As the bones cook in water – especially if that water has been made slightly acidic by the inclusion of cider vinegar – minerals and other nutrients leach from the bones into the water. Homemade broth is rich in calcium, magnesium, phosphorus and other trace minerals. The minerals in broth are easily absorbed by the body. Bone broth even contains glucosamine and chondroiton – which are thought to help mitigate the deletorious effects of arthritis and joint pain. Rather than shelling out big bucks for glucosamine-chondroitin and mineral supplements, just make bone broth and other nutritive foods a part of your regular diet.
Further, homemade bone broths are often rich in gelatin. Gelatin is an inexpensive source of supplementary protein. Gelatin also shows promise in the fight against degenerative joint disease. It helps to support the connective tissue in your body and also helps the fingernails and hair to grow well and strong.
Why Not Boxed/Tinned Broth
Boxed and canned broths and stocks are commercially available, and you can even purchase organic and free-range meat broths; however, these watery stocks pale by comparison to both the nutrient density and flavor of homemade bone broths. These commercially prepared broths are often asceptically packaged and highly processed. And expensive!
Save yourself money and maximize the flavor and nutrient density of your foods by incorporating broth into your diet more regularly. Want to know more? Check back next week and I’ll teach you how to make bone broth from leftover roast chicken.







What about gelatin for digestive health?
Hmm, inexpensive? Sadly not for me and most people I know who make bone broth (we pay $2-3 per pound). Where do you live where butchers and ranchers are so kind to give them away for nothing?:)
She said YOUR leftover bones, stupid. If you roast a chicken, make a brown stock with the bones. Get it? Actually a broth is usually made with meat AND bones, stocks are bones. ratios: broth, 10lbs meat/bones, 5qts water, 1lb mirepoix, 1ea sachet d’epice or bouqet garni. Stock, 8lbs bones, 5-6qts water, 1lb mirepoix, 1ea sachet or bouqet. Simple.
Jenny,
Did you post your recipes for bone broth? I can not seen to locate them using the search on the web site.
Thanks
Mike Spivey
Las Vegas
Thank you for posting this wonderful article! Growing up, I remember there always seemed to be a constant pot of soup on the stove made from leftovers.
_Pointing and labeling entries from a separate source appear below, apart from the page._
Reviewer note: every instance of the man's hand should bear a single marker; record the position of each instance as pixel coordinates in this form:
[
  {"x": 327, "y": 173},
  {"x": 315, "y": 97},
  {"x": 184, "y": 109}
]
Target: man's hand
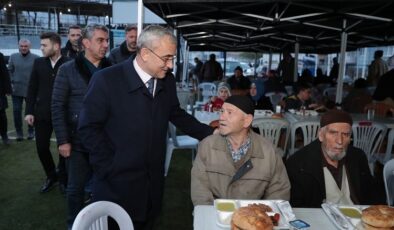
[
  {"x": 65, "y": 149},
  {"x": 29, "y": 119}
]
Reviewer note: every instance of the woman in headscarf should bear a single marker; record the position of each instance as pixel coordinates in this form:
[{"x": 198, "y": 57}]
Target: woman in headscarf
[
  {"x": 256, "y": 94},
  {"x": 216, "y": 102}
]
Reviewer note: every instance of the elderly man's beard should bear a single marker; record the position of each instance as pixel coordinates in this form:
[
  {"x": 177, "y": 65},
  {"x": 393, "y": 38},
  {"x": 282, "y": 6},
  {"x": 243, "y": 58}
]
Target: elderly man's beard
[{"x": 334, "y": 156}]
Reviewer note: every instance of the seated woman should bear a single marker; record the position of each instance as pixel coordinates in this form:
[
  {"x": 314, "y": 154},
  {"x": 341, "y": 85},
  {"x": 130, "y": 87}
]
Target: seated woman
[
  {"x": 302, "y": 98},
  {"x": 216, "y": 102},
  {"x": 357, "y": 98},
  {"x": 256, "y": 94}
]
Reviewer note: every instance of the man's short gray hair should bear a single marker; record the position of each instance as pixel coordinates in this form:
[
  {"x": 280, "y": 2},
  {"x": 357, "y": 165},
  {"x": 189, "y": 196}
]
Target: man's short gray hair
[
  {"x": 153, "y": 33},
  {"x": 88, "y": 31}
]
Just this past week, I started making broth from leftover rotisserie chickens, and the broth is just so delicious. What’s even better is that I’ve been having broth for the past week because the carcasses made so much broth….and i didn’t have to spend an extra penny. Found this article when I wanted to learn more about the health benefits of eating bone broth, figuring there would be many considering how many minerals were in bone
It looks like this broth is even better for me than I had hoped! Awesome.
I just read your post on bone broths and really enjoyed it. I just made some soup using homemade beef broth that I made yesterday and was searching around to see who else is making broth and if they are making it the same way I am:) It’s nice that you can get bones free at the farmers market. I have to pay for them at our farmers market, but they give a really nice gelled broth so it’s worth it. Great post!
I remember getting not only free bones, but also beef hearts, tongue and liver from a local butcher many years ago. Alas, those days are long gone!